Per capire l'aggressione di piazza del Duomo bisogna scavare nel sottosuolo culturale italiano, nel linguaggio avvelenato che ormai ci sommerge dalla mattina alla sera. La violenza è sempre ‘‘il prodotto della notte della politica, di un tutto-è-permesso che addormenta la sensibilità civile e la responsabilità della ragione.
di Giuliano Ferrara da Panorama
Dietro quella storia oscena del demente e vigliacco che spara un oggetto di marmo contro la faccia di Silvio Berlusconi non c'è solo la cupa condizione della lotta politica in Italia, che dura inalterata dal Cinquecento, che riemerge a tratti nelle diverse forme del banditismo fazioso, del lavacro ideologico realizzato sulla pelle delle persone, della vendetta civile in ogni stagione, anche la più felice, della storia degli italiani. Dietro l'intolleranza violenta di un momento c'è la farsa mite, strisciante, della tolleranza universale.
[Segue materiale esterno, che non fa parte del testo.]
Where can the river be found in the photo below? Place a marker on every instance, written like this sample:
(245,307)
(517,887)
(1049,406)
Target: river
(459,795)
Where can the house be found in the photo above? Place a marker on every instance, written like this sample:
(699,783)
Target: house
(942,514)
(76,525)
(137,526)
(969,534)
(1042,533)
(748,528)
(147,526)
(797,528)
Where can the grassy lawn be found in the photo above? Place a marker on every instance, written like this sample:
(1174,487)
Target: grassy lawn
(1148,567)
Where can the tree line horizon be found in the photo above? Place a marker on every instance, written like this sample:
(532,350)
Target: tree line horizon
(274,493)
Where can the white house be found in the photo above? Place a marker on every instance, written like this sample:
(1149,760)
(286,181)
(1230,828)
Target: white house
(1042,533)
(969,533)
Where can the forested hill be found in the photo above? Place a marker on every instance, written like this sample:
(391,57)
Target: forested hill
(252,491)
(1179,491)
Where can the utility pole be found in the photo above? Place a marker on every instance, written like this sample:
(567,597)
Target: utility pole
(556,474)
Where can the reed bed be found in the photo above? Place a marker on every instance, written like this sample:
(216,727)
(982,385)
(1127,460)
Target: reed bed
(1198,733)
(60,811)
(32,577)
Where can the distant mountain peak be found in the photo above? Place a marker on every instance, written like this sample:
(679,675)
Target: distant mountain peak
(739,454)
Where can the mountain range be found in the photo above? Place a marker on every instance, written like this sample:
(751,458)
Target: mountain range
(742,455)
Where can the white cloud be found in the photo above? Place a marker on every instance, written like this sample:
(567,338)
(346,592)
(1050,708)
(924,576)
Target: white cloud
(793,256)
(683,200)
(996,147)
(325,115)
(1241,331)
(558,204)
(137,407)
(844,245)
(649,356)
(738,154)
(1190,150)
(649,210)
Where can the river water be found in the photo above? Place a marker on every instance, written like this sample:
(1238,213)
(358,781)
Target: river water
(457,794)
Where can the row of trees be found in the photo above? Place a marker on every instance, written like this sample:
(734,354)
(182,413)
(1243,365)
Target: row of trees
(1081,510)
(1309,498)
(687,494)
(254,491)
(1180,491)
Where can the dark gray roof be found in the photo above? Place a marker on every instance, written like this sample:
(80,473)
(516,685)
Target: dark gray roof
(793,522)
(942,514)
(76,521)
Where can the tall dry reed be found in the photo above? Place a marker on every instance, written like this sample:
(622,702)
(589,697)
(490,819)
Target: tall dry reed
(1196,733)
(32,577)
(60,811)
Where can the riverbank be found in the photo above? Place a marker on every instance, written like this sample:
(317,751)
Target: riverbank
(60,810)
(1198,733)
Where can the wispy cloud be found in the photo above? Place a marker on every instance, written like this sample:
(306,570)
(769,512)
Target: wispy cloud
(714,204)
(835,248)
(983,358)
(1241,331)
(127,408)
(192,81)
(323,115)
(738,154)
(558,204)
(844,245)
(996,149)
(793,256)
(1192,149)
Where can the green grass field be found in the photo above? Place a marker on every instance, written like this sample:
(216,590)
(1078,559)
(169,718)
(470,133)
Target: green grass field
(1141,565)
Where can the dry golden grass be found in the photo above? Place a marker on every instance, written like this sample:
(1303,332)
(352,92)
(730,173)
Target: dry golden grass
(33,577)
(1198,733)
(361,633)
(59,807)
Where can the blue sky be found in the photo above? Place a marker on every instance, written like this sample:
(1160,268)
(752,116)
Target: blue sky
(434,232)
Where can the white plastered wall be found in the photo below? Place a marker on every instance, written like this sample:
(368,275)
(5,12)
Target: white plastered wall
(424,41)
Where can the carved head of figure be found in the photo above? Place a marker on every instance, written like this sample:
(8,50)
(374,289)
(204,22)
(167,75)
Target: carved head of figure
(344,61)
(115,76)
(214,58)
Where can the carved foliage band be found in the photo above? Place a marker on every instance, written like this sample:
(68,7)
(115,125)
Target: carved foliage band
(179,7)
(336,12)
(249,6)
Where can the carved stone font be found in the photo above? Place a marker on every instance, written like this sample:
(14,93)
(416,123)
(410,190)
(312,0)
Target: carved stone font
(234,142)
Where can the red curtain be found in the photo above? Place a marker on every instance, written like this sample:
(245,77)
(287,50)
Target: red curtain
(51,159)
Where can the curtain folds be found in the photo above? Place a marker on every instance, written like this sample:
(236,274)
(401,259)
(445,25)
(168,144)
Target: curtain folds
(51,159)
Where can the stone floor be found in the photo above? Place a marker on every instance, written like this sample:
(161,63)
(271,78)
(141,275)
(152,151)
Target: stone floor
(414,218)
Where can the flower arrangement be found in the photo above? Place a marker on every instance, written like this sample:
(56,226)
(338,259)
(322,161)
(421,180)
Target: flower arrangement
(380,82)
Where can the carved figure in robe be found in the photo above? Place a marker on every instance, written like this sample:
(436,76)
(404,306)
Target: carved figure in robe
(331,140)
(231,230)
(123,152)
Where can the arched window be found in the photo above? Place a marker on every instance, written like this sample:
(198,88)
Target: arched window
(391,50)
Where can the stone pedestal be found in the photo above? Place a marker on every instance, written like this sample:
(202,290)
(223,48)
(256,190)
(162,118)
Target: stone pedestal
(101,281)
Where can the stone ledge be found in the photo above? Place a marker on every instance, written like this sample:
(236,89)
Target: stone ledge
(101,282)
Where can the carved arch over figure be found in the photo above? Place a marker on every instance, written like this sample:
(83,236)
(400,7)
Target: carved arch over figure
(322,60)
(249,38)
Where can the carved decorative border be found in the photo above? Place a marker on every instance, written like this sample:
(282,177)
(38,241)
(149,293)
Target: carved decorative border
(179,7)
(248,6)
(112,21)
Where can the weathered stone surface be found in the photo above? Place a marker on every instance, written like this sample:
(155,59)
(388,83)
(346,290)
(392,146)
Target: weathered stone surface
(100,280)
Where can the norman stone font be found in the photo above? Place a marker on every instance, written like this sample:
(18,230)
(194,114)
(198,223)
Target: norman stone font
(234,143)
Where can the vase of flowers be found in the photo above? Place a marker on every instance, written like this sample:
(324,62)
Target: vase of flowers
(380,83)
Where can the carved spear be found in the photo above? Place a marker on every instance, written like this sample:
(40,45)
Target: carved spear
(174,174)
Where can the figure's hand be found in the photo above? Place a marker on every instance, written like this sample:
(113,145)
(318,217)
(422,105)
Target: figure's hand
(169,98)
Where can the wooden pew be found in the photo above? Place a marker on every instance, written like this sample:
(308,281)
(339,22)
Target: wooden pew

Qui è lo scandalo.
Quando per la prima volta la residenza privata di un uomo politico fu presa di mira da una folla inferocita e mentalmente insana, quando al termine di un comizio dell'opposizione il manipolo dei linciatoti e lanciatori di monetine si trasferì sotto l'Hotel Raphael di Roma dove abitava l'uomo nero del momento, Bettino Craxi, nel nostro Paese era in pieno corso una rivolta plebea contro i partiti e le classi dirigenti, animata e nutrita da un pezzo dell'establishment con l'appoggio codino, reazionario, di un manipolo di gazzettieri e togati decisi a tutto, perfino a servirsi di un poliziotto dai comportamenti assai discutibili, in cerca di gloria politica, chiamato Antonio Di Pietro. Il cocco di Enzo Biagi e dell'avvocato Vittorio D'Ajello, il beniamino della salotteria milanese più intrisa di mediocrità.
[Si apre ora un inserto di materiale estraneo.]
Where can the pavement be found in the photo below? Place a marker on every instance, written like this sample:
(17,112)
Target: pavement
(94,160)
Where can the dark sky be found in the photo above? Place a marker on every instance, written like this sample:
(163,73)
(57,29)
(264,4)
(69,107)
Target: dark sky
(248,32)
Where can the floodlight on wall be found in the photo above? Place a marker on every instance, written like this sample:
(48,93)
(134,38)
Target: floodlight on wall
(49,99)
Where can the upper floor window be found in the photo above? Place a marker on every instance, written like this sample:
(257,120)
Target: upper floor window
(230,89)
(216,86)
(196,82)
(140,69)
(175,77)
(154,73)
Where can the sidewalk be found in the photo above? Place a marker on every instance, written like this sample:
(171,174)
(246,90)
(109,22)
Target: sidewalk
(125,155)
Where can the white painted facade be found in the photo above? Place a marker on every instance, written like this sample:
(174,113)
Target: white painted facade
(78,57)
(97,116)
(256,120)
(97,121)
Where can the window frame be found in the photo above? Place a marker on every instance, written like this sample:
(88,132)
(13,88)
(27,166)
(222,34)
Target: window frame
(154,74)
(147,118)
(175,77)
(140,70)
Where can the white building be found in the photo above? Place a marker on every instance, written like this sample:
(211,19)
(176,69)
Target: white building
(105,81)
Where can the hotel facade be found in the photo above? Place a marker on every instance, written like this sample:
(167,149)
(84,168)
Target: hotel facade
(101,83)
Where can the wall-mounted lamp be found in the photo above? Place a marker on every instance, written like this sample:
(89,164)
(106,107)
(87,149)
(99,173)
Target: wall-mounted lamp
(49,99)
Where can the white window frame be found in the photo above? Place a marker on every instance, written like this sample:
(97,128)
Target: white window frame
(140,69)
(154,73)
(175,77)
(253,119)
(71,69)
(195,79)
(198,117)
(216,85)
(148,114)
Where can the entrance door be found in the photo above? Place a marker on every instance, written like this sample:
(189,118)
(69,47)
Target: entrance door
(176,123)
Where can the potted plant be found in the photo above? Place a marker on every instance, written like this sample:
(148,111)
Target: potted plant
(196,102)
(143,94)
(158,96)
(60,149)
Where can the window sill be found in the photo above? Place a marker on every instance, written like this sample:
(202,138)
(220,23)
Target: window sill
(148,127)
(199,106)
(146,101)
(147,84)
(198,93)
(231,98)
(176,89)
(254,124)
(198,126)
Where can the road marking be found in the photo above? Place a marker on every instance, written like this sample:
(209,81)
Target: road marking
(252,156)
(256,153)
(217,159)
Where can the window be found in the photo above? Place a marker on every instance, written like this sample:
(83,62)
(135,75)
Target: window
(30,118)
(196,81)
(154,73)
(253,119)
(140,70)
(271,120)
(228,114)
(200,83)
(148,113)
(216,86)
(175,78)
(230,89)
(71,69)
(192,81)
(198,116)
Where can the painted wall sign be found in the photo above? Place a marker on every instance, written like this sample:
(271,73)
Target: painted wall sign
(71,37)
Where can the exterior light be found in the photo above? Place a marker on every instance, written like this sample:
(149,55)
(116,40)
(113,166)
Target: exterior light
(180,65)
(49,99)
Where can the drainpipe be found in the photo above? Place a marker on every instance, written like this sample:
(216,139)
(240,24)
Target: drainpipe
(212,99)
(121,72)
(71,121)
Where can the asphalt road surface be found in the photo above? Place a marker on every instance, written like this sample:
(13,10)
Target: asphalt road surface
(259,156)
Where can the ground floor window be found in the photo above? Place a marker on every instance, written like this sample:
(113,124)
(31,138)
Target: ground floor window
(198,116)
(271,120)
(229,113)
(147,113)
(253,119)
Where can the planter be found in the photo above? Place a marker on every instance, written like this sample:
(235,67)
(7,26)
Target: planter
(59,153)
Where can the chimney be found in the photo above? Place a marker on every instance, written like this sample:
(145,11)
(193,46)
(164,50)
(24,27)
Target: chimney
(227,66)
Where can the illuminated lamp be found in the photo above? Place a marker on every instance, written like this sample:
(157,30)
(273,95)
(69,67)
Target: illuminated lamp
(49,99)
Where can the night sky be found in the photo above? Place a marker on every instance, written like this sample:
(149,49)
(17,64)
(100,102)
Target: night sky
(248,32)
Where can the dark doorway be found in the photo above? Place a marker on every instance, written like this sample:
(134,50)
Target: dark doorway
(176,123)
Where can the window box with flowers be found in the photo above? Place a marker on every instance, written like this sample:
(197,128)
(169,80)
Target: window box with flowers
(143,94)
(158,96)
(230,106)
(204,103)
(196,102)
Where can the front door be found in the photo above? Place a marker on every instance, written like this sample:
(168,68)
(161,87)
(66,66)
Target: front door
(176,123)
Craxi doveva venire da me in tv, quella sera, ciò che fece dopo avere superato lo sbarramento linciatorio, infine scortato da uno squadrone di carabinieri. Mi sembrò enorme quel che era successo, proprio per la violazione dello spazio privato di un uomo pubblico, ma non ci fu il becco di un commentatore, e voglio ignorare i nomi spesso insospettabili dei fomentatori e rinfocolatori dell'odio forcaiolo, che comprendesse il messaggio osceno di un'aggressione sotto casa: non è la funzione che contestiamo, non veniamo a un tuo comizio, non cerchiamo di impedire o disturbare una manifestazione politica del tuo partito, no, veniamo sotto casa tua, dove dormi e abiti e mangi e vivi, perché è te in persona che odiamo, sei tu il bersaglio mobile della nostra indignata furia e follia.
Prima di chiedere un facile perdono, che sarà un'altra pietra miliare nella storia della tolleranza violenta di questo Paese, specie dopo il perdono e i tarallucci e vino per l'operaio bergamasco che lanciò il treppiede sul collo di Berlusconi appena cinque anni fa, quell'M.T. sparatore di statuine aveva detto la verità appena nascosta dallo squilibrio mentale: «Perché? Perché lo odio». E perché lo odia? Ve lo dico io, perché lo odia. Lo odia perché è ricco, perché ha infranto il sogno della presa di potere reazionario-plebea dei primi anni Novanta, perché è il nemico riconosciuto di tutte le ideologie fallite del secolo scorso, lo odia per i suoi pregi e per i suoi difetti, ma soprattutto per i propri difetti, per la propria vita frustrata e facile. Non lo sa che è per questo, ma è per questo che lo odia.
La facilità del tutto è lo scandalo. Chi ha mai pagato per la corrosione della civiltà, della creanza, del senso dell'onore nei modi personali e pubblici in questo Paese? Chi deve qualcosa a qualcuno, e in particolare allo Stato e alle sue regole, dopo che si sia sputtanato, calunniato, avvelenato in ogni pozzo dell'esistenza politica? È rozzo prendersela con gli avversari politici aperti del Cavaliere, bisogna scavare nel sottosuolo culturale italiano, capire come sono fatti i giornali e i messaggi televisivi, qual è l'ordito di linguaggio in cui siamo immersi dalla mattina alla sera, con il fulgido contributo, sempre più vanesio e ludico e impostore, della famosa rete, del web, della blogosfera.
La violenza è sempre il prodotto della notte della politica, di un tutto -è- permesso che addormenta la sensibilità civile e la responsabilità della ragione.